Kendati pemulihan berada di urutan terakhir, Dede menjelaskan tahap tersebut harus berjalan paralel dengan penangan kasus. Menurutnya, penyebaran video intim murid merupakan masalah yang serius. Karena itu, pemulihan korban menjadi sesuatu yang tidak bisa ditunda.  

“Pemulihan korban dapat berjalan secara paralel. Namanya korban psikis, kekerasan seksual, itu jangan nunggu diproses dulu (kasusnya) sampai akhir, baru ada pemulihan, pemulihan itu berjalan paralel di awal,” terangnya.  

Permendikbudristek Nomor 46 Tahun 2023 memang sudah menjadi satu langkah progresif. Pun demikian, permasalahan kekerasan seksual tak berhenti pada terciptanya aturan. Pemahaman soal kekerasan seksual yang komprehensif harus dimiliki oleh seluruh masyarakat di lingkungan pendidikan untuk menangani masalah ini.  

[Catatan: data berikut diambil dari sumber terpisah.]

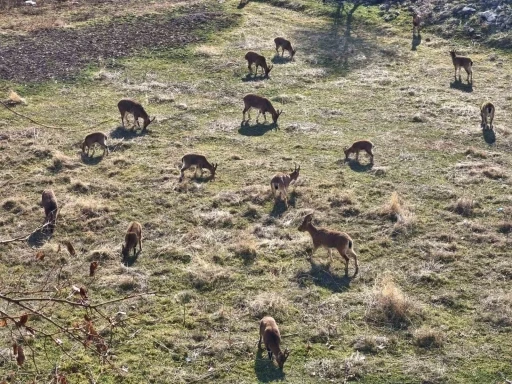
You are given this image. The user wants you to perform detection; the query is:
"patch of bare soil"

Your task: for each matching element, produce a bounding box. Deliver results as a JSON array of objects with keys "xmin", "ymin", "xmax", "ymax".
[{"xmin": 0, "ymin": 6, "xmax": 235, "ymax": 82}]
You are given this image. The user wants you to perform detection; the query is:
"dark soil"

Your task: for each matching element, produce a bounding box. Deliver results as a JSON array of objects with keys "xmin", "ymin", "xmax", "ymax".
[{"xmin": 0, "ymin": 6, "xmax": 236, "ymax": 82}]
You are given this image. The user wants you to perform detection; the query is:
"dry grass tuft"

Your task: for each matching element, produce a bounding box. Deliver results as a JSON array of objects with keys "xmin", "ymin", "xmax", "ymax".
[
  {"xmin": 366, "ymin": 276, "xmax": 423, "ymax": 328},
  {"xmin": 413, "ymin": 327, "xmax": 446, "ymax": 348}
]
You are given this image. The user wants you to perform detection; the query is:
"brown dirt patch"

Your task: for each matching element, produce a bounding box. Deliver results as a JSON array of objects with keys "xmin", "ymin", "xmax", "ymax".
[{"xmin": 0, "ymin": 5, "xmax": 235, "ymax": 82}]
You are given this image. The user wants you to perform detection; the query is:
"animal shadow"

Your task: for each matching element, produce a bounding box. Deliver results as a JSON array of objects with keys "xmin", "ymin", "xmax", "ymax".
[
  {"xmin": 238, "ymin": 120, "xmax": 277, "ymax": 136},
  {"xmin": 411, "ymin": 32, "xmax": 421, "ymax": 51},
  {"xmin": 295, "ymin": 260, "xmax": 355, "ymax": 292},
  {"xmin": 450, "ymin": 76, "xmax": 473, "ymax": 92},
  {"xmin": 270, "ymin": 54, "xmax": 292, "ymax": 64},
  {"xmin": 348, "ymin": 160, "xmax": 373, "ymax": 172},
  {"xmin": 122, "ymin": 249, "xmax": 141, "ymax": 267},
  {"xmin": 110, "ymin": 125, "xmax": 149, "ymax": 140},
  {"xmin": 254, "ymin": 344, "xmax": 285, "ymax": 383},
  {"xmin": 482, "ymin": 128, "xmax": 496, "ymax": 144}
]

Baca juga: Kasus KBGO Masih Marak, Bukti Platform Medsos Belum Jadi Ruang Aman 

Jangan Berhenti di Peraturan Menteri  

Eni dari Purple Code Collective bilang, menangani permasalahan kekerasan berbasis gender memerlukan kerja panjang, lantaran harus dibarengi dengan pemahaman mendalam. Sosialisasi untuk menyamakan perspektif soal kekerasan berbasis gender masih harus terus dilakukan.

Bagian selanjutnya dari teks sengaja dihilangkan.